Der Journalist und Podcaster Thomas Knüwer analysiert in seinem Blog sehr gut, wie sich das „Campaigning“ geändert hat (Link am Ende des Textes). Waren früher spektakuläre Aktionen nötig, genügen heute Kreativität und gute Vernetzung. Es gibt sogar Organisationen, die sich fast ganz auf die Arbeit im Internet beschränken, wie etwa CampAct.de. Auf dieser Site kann man sich schnell über Themen wie Atomkraft, Klimawandel oder Sozialkürzungen informieren – sehr gut gelöst sind die „5-Minuten Infos“. Hier werden auch komplexe Sachverhalte in einem griffigen Text zusammengefasst, den man in fünf Minuten gelesen hat. Am Schluss stehen die Forderungen der Organisation und der Aufruf, diese durch Teilnahme zu unterstützen und den Link an seine Freunde zu verschicken.

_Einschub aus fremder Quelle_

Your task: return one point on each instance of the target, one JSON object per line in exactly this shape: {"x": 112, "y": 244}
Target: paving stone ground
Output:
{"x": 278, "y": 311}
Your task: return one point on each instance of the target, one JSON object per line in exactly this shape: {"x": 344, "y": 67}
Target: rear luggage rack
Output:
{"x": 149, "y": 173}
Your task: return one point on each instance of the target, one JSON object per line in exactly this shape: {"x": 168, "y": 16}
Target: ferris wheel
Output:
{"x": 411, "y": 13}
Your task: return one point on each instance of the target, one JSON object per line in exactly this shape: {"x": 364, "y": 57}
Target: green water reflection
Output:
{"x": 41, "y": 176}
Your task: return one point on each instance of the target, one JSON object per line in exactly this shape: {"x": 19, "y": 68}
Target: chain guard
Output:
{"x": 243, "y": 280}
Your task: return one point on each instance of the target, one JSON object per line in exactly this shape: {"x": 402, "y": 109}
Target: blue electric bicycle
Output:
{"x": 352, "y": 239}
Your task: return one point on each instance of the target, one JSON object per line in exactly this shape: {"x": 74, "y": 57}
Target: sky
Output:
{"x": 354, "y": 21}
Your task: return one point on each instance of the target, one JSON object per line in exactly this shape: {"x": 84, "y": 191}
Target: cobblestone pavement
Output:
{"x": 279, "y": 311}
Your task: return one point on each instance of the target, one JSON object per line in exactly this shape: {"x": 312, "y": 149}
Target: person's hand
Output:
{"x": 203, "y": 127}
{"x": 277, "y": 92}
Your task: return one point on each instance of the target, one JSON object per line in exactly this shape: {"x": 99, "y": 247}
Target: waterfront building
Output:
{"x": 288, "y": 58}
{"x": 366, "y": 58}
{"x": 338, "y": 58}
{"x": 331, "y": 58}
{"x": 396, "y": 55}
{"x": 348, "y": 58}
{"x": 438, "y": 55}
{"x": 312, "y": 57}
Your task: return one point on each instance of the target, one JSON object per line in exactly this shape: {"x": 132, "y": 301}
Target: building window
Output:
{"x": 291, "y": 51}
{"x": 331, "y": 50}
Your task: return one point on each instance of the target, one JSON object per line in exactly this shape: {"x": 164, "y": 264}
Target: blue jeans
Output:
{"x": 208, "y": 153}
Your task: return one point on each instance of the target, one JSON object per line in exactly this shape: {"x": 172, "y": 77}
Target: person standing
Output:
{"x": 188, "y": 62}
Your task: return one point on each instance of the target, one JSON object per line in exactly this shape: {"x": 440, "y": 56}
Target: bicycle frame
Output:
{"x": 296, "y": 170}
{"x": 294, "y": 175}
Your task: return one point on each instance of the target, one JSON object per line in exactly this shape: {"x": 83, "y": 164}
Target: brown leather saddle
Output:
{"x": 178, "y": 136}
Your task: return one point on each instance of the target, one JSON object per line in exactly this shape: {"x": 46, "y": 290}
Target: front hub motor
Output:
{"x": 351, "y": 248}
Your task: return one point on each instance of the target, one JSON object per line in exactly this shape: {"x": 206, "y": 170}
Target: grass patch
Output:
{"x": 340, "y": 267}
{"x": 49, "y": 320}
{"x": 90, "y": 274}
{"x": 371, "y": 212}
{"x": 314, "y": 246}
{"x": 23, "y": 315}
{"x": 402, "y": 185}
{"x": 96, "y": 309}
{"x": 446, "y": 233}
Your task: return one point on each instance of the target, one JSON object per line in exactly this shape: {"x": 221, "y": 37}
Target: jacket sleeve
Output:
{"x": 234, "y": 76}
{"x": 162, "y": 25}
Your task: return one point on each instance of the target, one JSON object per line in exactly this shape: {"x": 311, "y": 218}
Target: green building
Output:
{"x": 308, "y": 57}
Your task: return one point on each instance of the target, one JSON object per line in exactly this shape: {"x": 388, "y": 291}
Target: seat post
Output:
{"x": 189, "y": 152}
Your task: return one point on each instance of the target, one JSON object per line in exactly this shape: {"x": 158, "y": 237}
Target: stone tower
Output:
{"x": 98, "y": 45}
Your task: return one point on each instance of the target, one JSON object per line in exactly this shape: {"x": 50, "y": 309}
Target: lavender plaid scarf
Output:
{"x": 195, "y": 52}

Lehren für Betreiber kleiner Sites

Schadenfreude gegenüber BP oder Nestlé ist fehl am Platz, und auch die Verantwortlichen bei BP etwa hätte ich nicht beraten wollen dabei, wie sie besser kommunizieren. Aber klar ist: Man muss heute viel vorsichtiger vorgehen als früher. Aussitzen funktioniert nicht mehr. Je größer ein Unternehmen, desto mehr Menschen interessieren sich dafür. Und desto leichter gerät es in die Kritik.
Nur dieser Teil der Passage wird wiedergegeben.